Rev. Jenkins arranged for flowers — a lot of flowers — and food for the small reception. Johanna Resnick Rosen, a very active Temple Israel member who also is a photographer, took pictures. “Javier’s cousins got Sebastian and Simon from school, and Rabbi Fine did the wedding,” Ms. Marin-Delgado said; Alla Fine held one of the chuppah poles.

Rev. Jenkins and Freeholder Tracy Zur were instrumental in planning and facilitating the wedding at Valley Hospital.

Bergen County Freeholder Tracy Zur, who also belongs to Temple Israel, held another one of the poles. “She was instrumental in moving things along,” Rabbi Fine said. The couple needed a marriage license from their own town, but Ms. Marin-Delgado could not go anywhere. Ms. Zur was able to arrange it; Maywood’s administrator, Roberta Stern — who absolutely did not have to do this — drove the license from her town to Ridgewood.
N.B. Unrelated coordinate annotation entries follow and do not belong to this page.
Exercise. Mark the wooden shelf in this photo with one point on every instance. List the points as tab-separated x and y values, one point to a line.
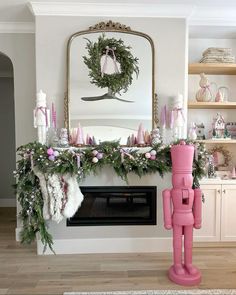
212	141
211	105
212	68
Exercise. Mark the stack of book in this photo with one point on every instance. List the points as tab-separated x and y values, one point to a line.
217	55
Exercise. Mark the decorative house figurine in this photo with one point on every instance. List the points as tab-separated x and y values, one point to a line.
204	93
155	136
41	117
192	133
211	167
218	126
182	211
177	115
201	131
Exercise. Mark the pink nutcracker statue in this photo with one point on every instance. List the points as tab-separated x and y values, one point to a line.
41	117
182	207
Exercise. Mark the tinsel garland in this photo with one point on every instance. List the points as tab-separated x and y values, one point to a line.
80	163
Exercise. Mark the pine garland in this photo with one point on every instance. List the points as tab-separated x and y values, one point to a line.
91	160
129	64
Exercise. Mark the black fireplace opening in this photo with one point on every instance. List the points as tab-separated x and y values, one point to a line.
116	205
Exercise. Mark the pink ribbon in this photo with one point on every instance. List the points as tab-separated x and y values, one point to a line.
44	112
114	60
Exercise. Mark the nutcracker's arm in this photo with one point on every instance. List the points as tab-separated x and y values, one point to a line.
167	208
197	208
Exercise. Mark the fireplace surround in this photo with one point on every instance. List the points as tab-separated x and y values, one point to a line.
116	205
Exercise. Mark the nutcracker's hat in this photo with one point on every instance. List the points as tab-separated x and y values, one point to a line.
182	158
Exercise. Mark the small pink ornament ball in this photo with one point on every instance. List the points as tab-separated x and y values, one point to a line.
56	153
153	157
50	151
99	156
147	155
94	160
94	152
51	158
153	153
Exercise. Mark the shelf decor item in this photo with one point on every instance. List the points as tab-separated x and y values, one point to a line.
182	208
218	126
221	158
204	93
217	55
119	76
201	131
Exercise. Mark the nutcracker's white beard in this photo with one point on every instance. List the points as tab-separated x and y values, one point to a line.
59	202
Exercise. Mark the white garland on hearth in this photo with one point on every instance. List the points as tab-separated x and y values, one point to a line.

And she arranged with a local judge to waive the 72-hour waiting period. “It was incredibly kind of her,” Rabbi Fine said.
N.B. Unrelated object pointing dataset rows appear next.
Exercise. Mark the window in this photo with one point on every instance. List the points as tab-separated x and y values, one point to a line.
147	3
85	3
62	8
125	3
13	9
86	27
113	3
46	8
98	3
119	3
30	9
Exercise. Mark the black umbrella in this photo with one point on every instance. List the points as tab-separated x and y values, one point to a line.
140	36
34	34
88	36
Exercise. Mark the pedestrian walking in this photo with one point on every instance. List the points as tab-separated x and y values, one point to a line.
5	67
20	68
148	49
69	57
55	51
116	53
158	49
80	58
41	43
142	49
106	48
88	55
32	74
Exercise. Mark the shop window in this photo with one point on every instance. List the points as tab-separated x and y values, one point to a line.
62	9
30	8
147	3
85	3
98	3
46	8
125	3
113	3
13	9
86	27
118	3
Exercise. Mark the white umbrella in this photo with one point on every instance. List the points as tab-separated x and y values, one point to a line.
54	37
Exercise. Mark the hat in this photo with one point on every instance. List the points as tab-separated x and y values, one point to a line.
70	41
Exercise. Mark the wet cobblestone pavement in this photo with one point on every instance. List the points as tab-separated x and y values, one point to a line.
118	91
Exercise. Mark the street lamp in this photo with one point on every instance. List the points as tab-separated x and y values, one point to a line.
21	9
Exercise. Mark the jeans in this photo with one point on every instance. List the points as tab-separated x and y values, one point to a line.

The couple also got a great deal of help from another Temple Israel congregant, Audrey Myers — who is the president of Valley Hospital. “She was in London at the time, but she did a lot to help,” Rabbi Fine said. “And between the hospital, Maywood, Ridgewood, the county, Freeholder Zur, Roberta Stern, the judge, the synagogue — all those pieces form a community. You had a real sense of community from what happened.”
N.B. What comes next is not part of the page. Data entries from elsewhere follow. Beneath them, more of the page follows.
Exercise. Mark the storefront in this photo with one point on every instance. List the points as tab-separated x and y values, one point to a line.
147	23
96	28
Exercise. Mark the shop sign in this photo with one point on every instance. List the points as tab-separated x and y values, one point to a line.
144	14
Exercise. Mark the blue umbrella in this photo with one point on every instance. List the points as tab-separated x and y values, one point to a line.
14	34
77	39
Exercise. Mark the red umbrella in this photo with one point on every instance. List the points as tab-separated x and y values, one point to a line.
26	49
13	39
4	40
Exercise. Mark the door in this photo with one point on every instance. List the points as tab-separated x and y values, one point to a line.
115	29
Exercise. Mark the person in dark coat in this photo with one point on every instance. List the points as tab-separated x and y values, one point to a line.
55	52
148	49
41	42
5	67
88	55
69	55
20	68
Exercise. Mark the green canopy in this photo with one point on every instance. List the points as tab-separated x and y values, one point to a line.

“It was really beautiful,” Ms. Zur said. “When David reached out to me to explain what was going on, I was just grateful that I could connect the dots.

“Roberta Stern, the administrator in Maywood, really went the extra mile,” literally. “The issue is that you need two people to fill out a marriage license. With one person on bed rest, what do you do? So many people reacted immediately, and did whatever they could to enable them to get married and begin the new chapter in their lives in the way that they wanted to. It was so meaningful to me to be able to help them.”

This was everything and everyone coming together, Ms. Zur said. Local institutions — the government and the hospital and the synagogue — and individual people all showed great heart. “And this is a family that we are so lucky to have in our community.”

For her, both as an elected government official and as a member of the synagogue, it was wonderful.

“To see something so simple and impactful, to see Valley Hospital go above and beyond, with a harpist and pink champagne and strawberries, with her wheeled in wearing a white dress — it was beautiful. It was so sweet. And everybody was behind them.”

As it turned out, the babies were not born early. After a week and a wedding in the hospital, Ms. Marin-Delgado was able to go home, where she remained on bed rest until the babies were born at 38 weeks, which is just about full term. Both the two babies and their mother were just fine.

On the eighth day after they were born, the shul hosted a brit milah for the two babies, Abram and Jonas. The newly expanded family are active members of Temple Israel, and Sebastian is scheduled to become bar mitzvah there next year.

“Now we have a platform for our family,” Ms. Marin-Delgado said. “Now we have answers for our kids.” How does it feel to be a Jewish family? “It feels good. It feels awesome. I feel so much love from the community.”

“Oh my goodness,” Mr. Delgado said. “Oh my goodness. We are so accepted.” “There is so much love,” his wife added. “So much love. And so many offers to help.

“It is so intense,” Mr. Delgado said. “Even more than I expected. I feel like I understand more now about what God wants from us than I ever did before.”

“This is what a community is,” Ms. Marin-Delgado said. “It’s living out the rule to treat others the way you want to be treated. I have always been a big believer in that, and now…

“They have shown us so much love, and that is what we have been looking for.”